Gerichtshof für Menschenrechte
Italien wegen Inhaftierung von Migranten auf Lampedusa verurteilt
Die steigende Zahl von Schutzsuchenden entbindet EU-Staaten nicht von der Pflicht menschenwürdiger Aufnahme und Unterbringung. Das hat der Europäische Gerichtshof für Menschenrechte entschieden. Jetzt muss Italien Geflüchteten 8.500 Euro zahlen.
Donnerstag, 30.03.2023, 19:00 Uhr|zuletzt aktualisiert: Donnerstag, 30.03.2023, 14:47 Uhr Lesedauer: 1 Minuten |
Die Haft sowie die Haftbedingungen in einem Aufnahmezentrum „für Migranten“ auf der italienischen Insel Lampedusa haben nach einer Entscheidung des Europäischen Gerichtshofs für Menschenrechte (EGMR) gegen die Europäische Menschenrechtskonvention verstoßen. Vier tunesische Staatsbürger hatten unter anderem gegen ihre Inhaftierung unter „unmenschlichen“ und „entwürdigenden Bedingungen“ geklagt, wie aus dem Urteil vom Donnerstag hervorgeht. Die italienische Regierung wurde verurteilt, jedem Kläger 8.500 Euro zuzüglich Kosten und Ausgaben zu zahlen, wie die Richter in Straßburg erklärten.
Die Kläger waren nach Angaben des EGMR 2017 bei der Überfahrt von Tunesien nach Europa in Seenot geraten. Ein italienisches Schiff rettete sie und brachte sie in einen sogenannten Hotspot, der für die Erstidentifizierung, Registrierung und Befragung von Geflüchteten vorgesehen war. Dort seien die Menschen zehn Tage lang festgehalten worden, ohne dass sie über ihre Rechte aufgeklärt worden seien. Dies verstoße gegen Artikel 5 der Menschenrechtskonvention, wie die Richter erklärten.

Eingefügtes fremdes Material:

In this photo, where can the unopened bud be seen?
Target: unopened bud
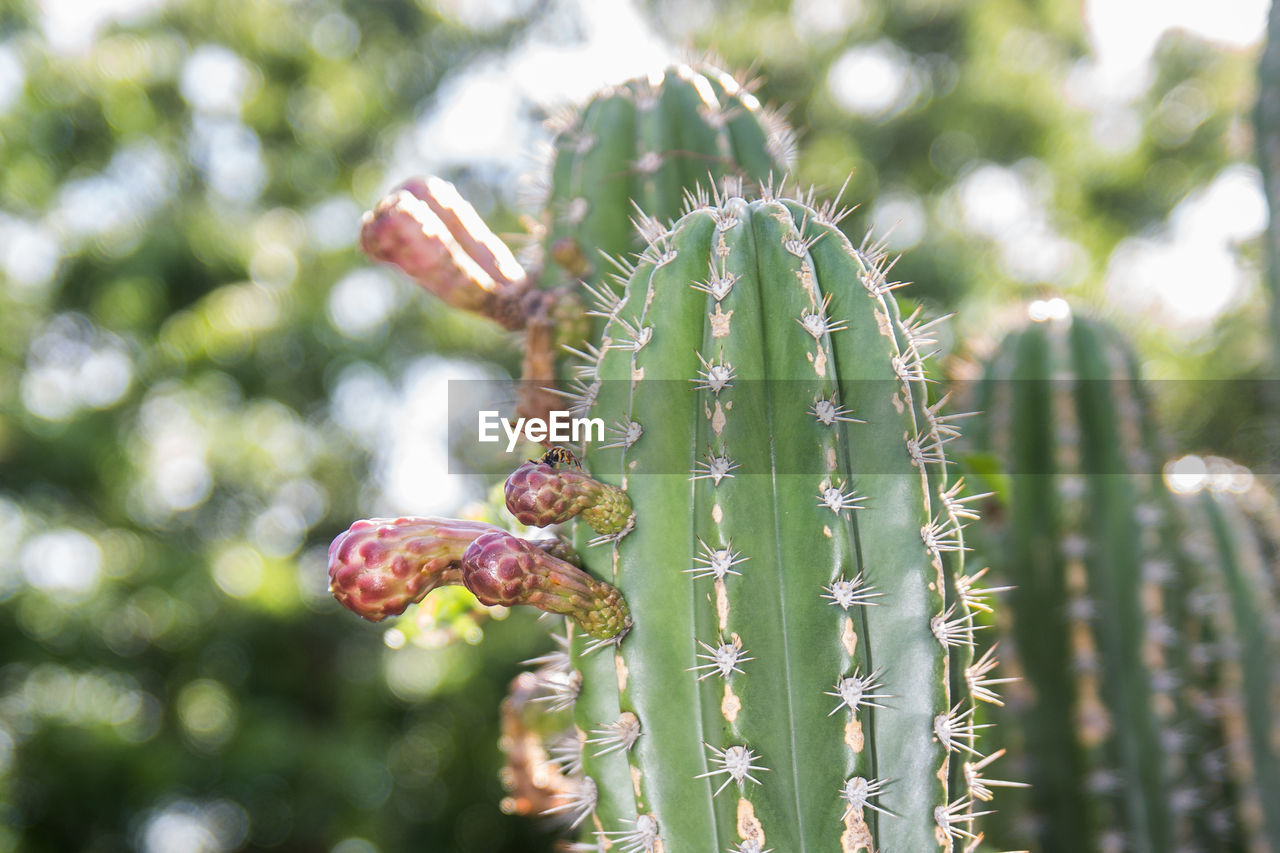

Keine Entbindung von Menschenrechtspflichten
Die Betroffenen klagten insbesondere über schlechte Hygiene und Platzmangel, wie aus dem Urteil hervorgeht. Die Richter betonten, dass Schwierigkeiten, die sich aus der Fluchtbewegung von Asylbewerbern ergeben könnten, die Mitgliedstaaten nicht von rechtlichen Verpflichtungen zu annehmbaren Bedingungen entbinden würden. Sie stellten in diesem Zusammenhang eine Verletzung des Artikels 3 der Menschenrechtskonvention fest.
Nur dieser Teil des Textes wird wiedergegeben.